Frozen in limbo: no way forward, no way back.
Conference cancelled. No meetings allowed. No travel allowed. No camper-van - though the agent kept all of the booking-fee anyway. The hotel was still there, but now more like a prison for mandatory quarantine.
And once out of quarantine, nowhere to go - nowhere stable, anyway. Just living out of suitcases in AirBnBs, month after month after month.
Can’t move forward, can’t move back.. Stranded in limbo.
Half a year goes by. I at last find a rental, big enough to start sorting out my stuff. Doing that much-needed cull, true, but not a place where I can get down to work.

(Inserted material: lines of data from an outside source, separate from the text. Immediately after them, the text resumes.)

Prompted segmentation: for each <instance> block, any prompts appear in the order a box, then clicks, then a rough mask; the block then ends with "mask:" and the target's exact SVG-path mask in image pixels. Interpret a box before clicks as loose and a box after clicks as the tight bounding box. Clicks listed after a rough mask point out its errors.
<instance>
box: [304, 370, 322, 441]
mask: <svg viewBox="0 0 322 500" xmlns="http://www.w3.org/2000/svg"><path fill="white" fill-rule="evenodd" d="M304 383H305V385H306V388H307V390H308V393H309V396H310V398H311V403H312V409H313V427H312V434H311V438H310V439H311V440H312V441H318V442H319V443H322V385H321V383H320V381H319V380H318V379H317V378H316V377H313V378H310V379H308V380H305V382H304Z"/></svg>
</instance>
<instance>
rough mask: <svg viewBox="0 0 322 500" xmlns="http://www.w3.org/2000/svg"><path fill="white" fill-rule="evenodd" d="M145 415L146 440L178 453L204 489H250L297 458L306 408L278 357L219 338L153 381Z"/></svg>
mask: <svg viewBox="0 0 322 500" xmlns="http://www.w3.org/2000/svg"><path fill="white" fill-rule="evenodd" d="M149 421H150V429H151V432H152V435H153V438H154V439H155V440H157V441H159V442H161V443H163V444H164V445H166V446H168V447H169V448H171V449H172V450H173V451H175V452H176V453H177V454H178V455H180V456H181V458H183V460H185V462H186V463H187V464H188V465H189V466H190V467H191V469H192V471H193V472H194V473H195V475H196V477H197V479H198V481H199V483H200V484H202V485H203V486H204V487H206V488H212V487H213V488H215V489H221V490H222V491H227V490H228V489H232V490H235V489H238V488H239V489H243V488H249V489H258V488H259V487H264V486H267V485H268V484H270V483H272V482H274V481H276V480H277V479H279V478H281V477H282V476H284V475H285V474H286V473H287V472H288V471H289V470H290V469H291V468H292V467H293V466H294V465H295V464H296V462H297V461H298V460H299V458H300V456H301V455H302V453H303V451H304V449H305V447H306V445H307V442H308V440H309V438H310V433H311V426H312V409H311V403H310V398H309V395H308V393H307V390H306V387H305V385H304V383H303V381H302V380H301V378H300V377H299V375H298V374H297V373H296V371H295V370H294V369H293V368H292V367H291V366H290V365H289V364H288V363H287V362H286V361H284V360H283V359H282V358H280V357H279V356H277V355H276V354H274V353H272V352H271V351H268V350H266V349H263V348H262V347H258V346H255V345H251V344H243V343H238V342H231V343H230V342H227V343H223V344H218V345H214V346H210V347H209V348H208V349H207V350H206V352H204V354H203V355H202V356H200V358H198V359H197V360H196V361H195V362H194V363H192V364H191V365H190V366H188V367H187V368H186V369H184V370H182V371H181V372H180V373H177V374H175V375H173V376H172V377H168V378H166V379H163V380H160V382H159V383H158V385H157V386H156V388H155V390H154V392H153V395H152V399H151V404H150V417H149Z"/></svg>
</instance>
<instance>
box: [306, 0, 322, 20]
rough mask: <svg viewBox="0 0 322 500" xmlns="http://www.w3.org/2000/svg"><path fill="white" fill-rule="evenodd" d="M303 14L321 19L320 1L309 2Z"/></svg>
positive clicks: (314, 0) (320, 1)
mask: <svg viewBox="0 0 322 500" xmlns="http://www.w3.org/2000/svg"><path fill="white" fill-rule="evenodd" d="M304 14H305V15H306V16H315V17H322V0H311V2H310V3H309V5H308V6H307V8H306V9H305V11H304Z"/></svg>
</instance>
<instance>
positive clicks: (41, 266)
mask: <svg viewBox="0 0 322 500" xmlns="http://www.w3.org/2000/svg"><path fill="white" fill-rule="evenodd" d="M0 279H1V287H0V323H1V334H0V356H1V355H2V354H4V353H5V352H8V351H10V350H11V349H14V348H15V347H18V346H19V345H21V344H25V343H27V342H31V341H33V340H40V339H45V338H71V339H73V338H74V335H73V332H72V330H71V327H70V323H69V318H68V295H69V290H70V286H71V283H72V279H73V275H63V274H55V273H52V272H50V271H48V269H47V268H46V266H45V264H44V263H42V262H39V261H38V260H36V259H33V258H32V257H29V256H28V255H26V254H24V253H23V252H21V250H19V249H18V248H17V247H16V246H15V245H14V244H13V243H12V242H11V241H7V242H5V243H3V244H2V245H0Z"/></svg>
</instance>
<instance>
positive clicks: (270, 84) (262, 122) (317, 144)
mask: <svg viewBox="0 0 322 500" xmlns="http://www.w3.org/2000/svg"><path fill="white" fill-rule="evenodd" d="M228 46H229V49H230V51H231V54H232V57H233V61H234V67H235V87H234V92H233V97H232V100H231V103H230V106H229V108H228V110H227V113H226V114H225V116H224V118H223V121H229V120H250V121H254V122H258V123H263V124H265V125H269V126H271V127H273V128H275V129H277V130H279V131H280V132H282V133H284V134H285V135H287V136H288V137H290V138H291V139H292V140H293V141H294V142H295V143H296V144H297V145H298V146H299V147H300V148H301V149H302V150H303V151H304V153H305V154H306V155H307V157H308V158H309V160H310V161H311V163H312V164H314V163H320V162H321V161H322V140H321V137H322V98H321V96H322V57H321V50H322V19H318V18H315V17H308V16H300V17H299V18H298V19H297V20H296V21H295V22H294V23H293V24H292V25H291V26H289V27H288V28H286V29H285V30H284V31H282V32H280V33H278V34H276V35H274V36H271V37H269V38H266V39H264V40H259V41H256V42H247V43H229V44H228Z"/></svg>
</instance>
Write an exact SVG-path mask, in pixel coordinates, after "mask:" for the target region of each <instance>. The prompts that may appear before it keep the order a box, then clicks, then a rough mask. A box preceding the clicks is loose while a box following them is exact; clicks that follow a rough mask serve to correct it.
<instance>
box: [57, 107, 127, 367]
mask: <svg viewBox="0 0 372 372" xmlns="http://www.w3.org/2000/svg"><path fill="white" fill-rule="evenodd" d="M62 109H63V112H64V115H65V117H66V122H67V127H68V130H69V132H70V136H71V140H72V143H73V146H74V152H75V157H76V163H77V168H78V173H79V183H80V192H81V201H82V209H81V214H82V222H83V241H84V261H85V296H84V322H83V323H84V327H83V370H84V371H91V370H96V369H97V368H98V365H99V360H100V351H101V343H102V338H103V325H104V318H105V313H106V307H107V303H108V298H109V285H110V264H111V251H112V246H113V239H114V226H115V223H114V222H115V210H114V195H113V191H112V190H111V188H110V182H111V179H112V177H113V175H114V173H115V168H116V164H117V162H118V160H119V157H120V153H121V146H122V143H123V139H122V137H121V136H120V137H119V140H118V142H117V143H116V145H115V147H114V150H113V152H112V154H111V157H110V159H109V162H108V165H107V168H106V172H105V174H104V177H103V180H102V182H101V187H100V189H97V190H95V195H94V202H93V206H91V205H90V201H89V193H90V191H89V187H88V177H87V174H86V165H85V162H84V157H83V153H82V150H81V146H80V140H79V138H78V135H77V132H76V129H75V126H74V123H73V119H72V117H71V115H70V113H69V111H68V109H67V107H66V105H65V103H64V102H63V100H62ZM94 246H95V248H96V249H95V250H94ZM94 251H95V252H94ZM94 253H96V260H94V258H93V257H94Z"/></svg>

Stranded in limbo. Can’t move forward, can’t move back. With all the lockdowns and the like, can’t really make any move at all. And watching my meagre saving dwindle further away with each passing day.
Dispiriting, to say the least…
Yet that isn’t the point here.
The real point is in how to keep dancing, even in the hard times. Even in limbo.

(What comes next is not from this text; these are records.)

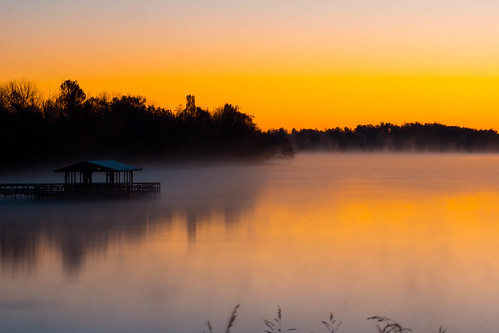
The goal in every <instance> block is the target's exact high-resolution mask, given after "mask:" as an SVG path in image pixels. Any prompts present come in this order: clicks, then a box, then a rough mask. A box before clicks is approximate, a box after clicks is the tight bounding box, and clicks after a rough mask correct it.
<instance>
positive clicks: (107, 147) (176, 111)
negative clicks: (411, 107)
mask: <svg viewBox="0 0 499 333" xmlns="http://www.w3.org/2000/svg"><path fill="white" fill-rule="evenodd" d="M302 151H303V152H304V151H334V152H349V151H356V152H358V151H395V152H405V151H417V152H420V151H421V152H446V151H453V152H454V151H461V152H497V151H499V135H498V133H497V132H496V131H494V130H475V129H471V128H462V127H457V126H446V125H442V124H420V123H410V124H404V125H401V126H399V125H394V124H390V123H381V124H379V125H359V126H357V127H356V128H353V129H350V128H331V129H325V130H317V129H300V130H296V129H293V130H292V131H287V130H285V129H283V128H280V129H271V130H267V131H262V130H261V129H260V128H258V126H257V124H256V123H255V122H254V119H253V116H251V115H248V114H246V113H243V112H241V111H240V109H239V107H238V106H237V105H232V104H225V105H224V106H222V107H219V108H217V109H215V110H211V111H210V110H206V109H202V108H200V107H198V106H197V105H196V101H195V97H194V96H191V95H188V96H187V98H186V104H185V107H184V106H179V107H177V108H176V109H175V110H170V109H165V108H162V107H159V106H156V105H152V104H148V103H147V100H146V98H145V97H143V96H131V95H123V96H117V97H110V96H109V95H107V94H105V93H102V94H100V95H99V96H97V97H87V95H86V94H85V92H84V91H83V89H82V88H81V87H80V86H79V84H78V82H77V81H72V80H66V81H64V82H63V83H62V84H61V86H60V88H59V91H58V93H56V94H55V95H53V96H48V97H44V96H43V95H42V94H41V92H40V91H38V90H37V88H36V86H35V85H34V84H32V83H30V82H27V81H18V82H17V81H12V82H9V83H6V84H4V85H1V86H0V153H1V154H2V164H1V166H0V168H3V169H5V168H12V167H18V166H21V165H25V164H27V163H38V164H47V163H52V164H54V163H65V162H70V161H74V160H77V159H120V160H123V159H125V160H127V161H151V160H155V161H156V160H163V161H164V160H166V161H176V160H185V159H189V160H192V159H195V160H212V159H217V160H220V159H223V160H227V159H231V160H257V161H262V160H265V159H269V158H273V157H292V156H294V154H295V152H302Z"/></svg>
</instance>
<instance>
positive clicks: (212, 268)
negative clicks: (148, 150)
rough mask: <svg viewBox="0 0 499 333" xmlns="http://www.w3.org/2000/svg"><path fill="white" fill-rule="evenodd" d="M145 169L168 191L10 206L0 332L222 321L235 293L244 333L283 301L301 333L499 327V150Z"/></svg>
mask: <svg viewBox="0 0 499 333" xmlns="http://www.w3.org/2000/svg"><path fill="white" fill-rule="evenodd" d="M124 162H126V161H124ZM140 166H141V167H142V168H143V169H144V171H143V172H142V173H138V174H137V176H136V180H137V181H160V182H161V184H162V192H161V197H159V198H152V199H140V200H108V201H104V202H101V201H95V200H94V201H84V202H81V201H69V202H66V201H29V200H3V201H1V202H0V330H1V331H4V330H5V331H7V332H15V331H22V332H30V331H33V332H34V331H36V332H69V331H71V332H88V331H94V332H137V331H147V332H180V333H181V332H202V331H203V329H204V328H205V326H203V325H204V323H205V322H206V320H208V319H209V320H210V321H211V323H212V324H213V325H214V326H215V327H214V328H215V331H221V330H222V327H224V325H226V322H227V320H228V317H229V315H230V311H231V310H232V308H233V306H234V305H236V304H238V303H241V304H242V306H241V308H240V309H239V313H238V316H237V318H236V322H235V325H234V328H233V330H232V331H233V332H263V330H264V326H263V323H262V319H263V318H267V319H271V318H273V317H274V316H275V314H276V309H277V308H276V306H277V305H280V306H281V307H282V309H283V316H284V317H283V318H284V324H285V326H287V327H296V328H298V330H299V331H300V332H302V331H303V332H308V331H315V332H321V331H323V330H324V328H323V327H321V323H320V321H321V320H325V319H327V317H328V315H329V312H333V313H334V314H335V316H336V317H337V318H338V320H341V321H342V322H343V324H342V327H341V328H340V329H339V332H341V331H345V332H375V331H376V329H375V327H374V325H373V323H371V322H368V321H366V320H365V319H366V318H367V317H368V316H371V315H383V316H387V317H390V318H392V319H396V320H397V321H399V322H401V323H402V324H404V325H405V326H408V327H411V328H413V330H414V331H416V332H426V331H435V332H436V331H437V330H438V327H439V325H441V324H442V325H444V326H446V327H447V328H448V332H458V331H459V332H460V331H480V332H495V331H497V330H498V329H499V320H497V319H496V318H497V316H496V314H495V311H494V310H495V309H497V308H499V301H498V299H497V297H496V296H497V294H498V293H499V287H498V286H499V284H497V283H496V282H497V280H499V264H498V263H497V262H498V261H497V249H496V246H495V244H496V239H497V238H498V236H499V227H498V226H497V221H498V220H499V206H498V205H497V202H499V171H498V170H499V157H497V156H495V155H478V154H477V155H473V154H428V155H425V154H398V155H393V154H303V155H298V156H297V157H296V158H295V159H293V160H284V161H274V162H272V163H267V164H262V165H238V164H231V165H227V164H211V165H202V166H200V165H185V164H182V165H181V164H177V165H172V164H169V165H140ZM55 167H58V166H55ZM55 167H54V168H55ZM46 174H47V176H46V177H43V178H38V177H39V173H36V172H33V173H29V174H28V173H19V174H9V175H6V174H3V175H1V176H0V177H1V179H0V182H2V183H5V182H17V181H21V180H23V181H24V182H36V181H38V182H46V181H60V179H58V178H59V176H60V175H57V174H52V173H51V172H50V170H47V172H46Z"/></svg>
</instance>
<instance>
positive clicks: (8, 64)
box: [0, 0, 499, 130]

Finding the joy in each moment. Even in limbo.
Not easy, of course. Not easy at all. Especially so when the lockdowns here grind on and on, day after day.
Yes, I’m still stranded in limbo, the same debilitating limbo. No way forward, no way back.
But I’ll keep dancing anyway. Dancing in limbo.
Because at least it’s some kind of movement, even when there’s no other movement to be had.
And something to share with others, even when we’re dancing alone.
Just another example of when things fall into place, the place falls apart. I always thought limbo was a dance which originated in Trinidad and was popular at a wake., and I was never supple enough to partake. Dance has always been food for the soul and if it can help in keeping us all same then I am all for it.
Hopefully your parole comes through soon so that you can resume normal activities, we can all live in hope.